Meantime, I am trying to keep us alive,
find strong places to stay through the nights. There are strong
places, places you can find if you give it some thought. Stairwells
in high-rises, steel and concrete. They can't get through those
doors. Deep freezers in grocery stores. Heavy steel doors. The
vehicles if we have to, and we have had to. They can't get in there
to get us either. A little fire at night if I can, because they are
afraid of fire. It's one constant, so far. The Zombies don't like
the smell of smoke.

Canned stuff to eat. Christ, we'll be
eating canned shit until we die. Get up the next day and push on.
Get moving again. And that is what I've done. Kept us moving. Kept
us safe. And she has come willingly, although silently, like a big,
semi-animated puppet.

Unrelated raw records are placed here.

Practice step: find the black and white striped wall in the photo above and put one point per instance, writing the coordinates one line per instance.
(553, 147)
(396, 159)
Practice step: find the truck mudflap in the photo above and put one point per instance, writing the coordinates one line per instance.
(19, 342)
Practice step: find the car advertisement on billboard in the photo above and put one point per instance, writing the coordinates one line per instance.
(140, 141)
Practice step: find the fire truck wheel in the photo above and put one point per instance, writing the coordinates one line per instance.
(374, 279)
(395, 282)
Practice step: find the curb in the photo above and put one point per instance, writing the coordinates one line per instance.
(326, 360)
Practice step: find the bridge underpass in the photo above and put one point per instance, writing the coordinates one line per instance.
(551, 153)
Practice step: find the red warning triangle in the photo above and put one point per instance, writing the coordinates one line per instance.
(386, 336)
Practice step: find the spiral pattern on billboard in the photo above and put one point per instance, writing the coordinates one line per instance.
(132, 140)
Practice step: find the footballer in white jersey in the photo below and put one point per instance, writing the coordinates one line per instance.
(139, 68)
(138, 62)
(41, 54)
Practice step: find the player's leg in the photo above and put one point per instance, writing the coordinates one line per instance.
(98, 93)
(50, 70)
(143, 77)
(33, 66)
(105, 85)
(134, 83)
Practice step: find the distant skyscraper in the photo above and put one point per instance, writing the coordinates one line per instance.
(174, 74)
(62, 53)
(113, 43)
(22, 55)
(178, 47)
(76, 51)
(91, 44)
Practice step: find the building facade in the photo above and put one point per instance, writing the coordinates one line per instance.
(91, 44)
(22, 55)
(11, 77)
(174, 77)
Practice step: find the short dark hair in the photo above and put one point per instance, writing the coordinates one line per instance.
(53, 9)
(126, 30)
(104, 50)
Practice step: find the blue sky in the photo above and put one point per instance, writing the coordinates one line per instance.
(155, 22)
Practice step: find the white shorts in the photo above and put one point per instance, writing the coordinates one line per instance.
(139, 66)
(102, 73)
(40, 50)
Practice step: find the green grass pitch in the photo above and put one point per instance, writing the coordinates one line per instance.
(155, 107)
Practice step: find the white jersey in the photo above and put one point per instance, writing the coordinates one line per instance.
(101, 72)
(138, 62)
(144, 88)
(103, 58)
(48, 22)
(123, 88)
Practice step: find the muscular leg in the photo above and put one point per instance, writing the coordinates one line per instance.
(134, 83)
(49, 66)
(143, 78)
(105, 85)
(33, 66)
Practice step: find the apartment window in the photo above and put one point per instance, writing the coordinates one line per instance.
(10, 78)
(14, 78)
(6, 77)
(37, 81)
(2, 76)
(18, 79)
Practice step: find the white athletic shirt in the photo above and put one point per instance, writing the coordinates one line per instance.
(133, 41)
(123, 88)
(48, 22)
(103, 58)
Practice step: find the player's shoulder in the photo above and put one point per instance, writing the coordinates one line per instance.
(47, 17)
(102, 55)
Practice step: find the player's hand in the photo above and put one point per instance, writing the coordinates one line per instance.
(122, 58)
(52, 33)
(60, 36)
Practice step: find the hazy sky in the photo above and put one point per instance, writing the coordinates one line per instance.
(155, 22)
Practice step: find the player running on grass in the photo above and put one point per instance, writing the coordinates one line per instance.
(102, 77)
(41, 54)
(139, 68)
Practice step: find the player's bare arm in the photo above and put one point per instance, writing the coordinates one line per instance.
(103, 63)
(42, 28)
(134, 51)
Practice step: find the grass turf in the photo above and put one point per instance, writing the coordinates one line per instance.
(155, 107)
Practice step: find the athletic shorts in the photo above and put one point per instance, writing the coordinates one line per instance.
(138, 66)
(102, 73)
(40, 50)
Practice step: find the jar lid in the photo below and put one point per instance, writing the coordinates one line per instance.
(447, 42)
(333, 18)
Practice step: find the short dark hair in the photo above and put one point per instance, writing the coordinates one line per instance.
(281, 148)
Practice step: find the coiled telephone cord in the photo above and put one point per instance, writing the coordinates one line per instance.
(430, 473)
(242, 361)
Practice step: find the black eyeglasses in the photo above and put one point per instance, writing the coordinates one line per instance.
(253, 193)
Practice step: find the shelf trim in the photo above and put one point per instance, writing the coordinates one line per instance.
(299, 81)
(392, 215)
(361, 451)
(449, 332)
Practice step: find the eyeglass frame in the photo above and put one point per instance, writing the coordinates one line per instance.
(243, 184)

And then yesterday she was sitting beside me,
silent as she had been since the thing with Madison, and she
spoke.


I don't like beans, Bear.
I just don't. Maybe we could find something different tonight?” She
had lifted her voice at the end and made it into a question. I was
winding my way through the middle of an abandoned car and a
wrecked, burned out truck, months old. I looked over at her. She
smiled, tentative at first, but then it lit up her face. I had to
laugh. I had so much pent up inside me.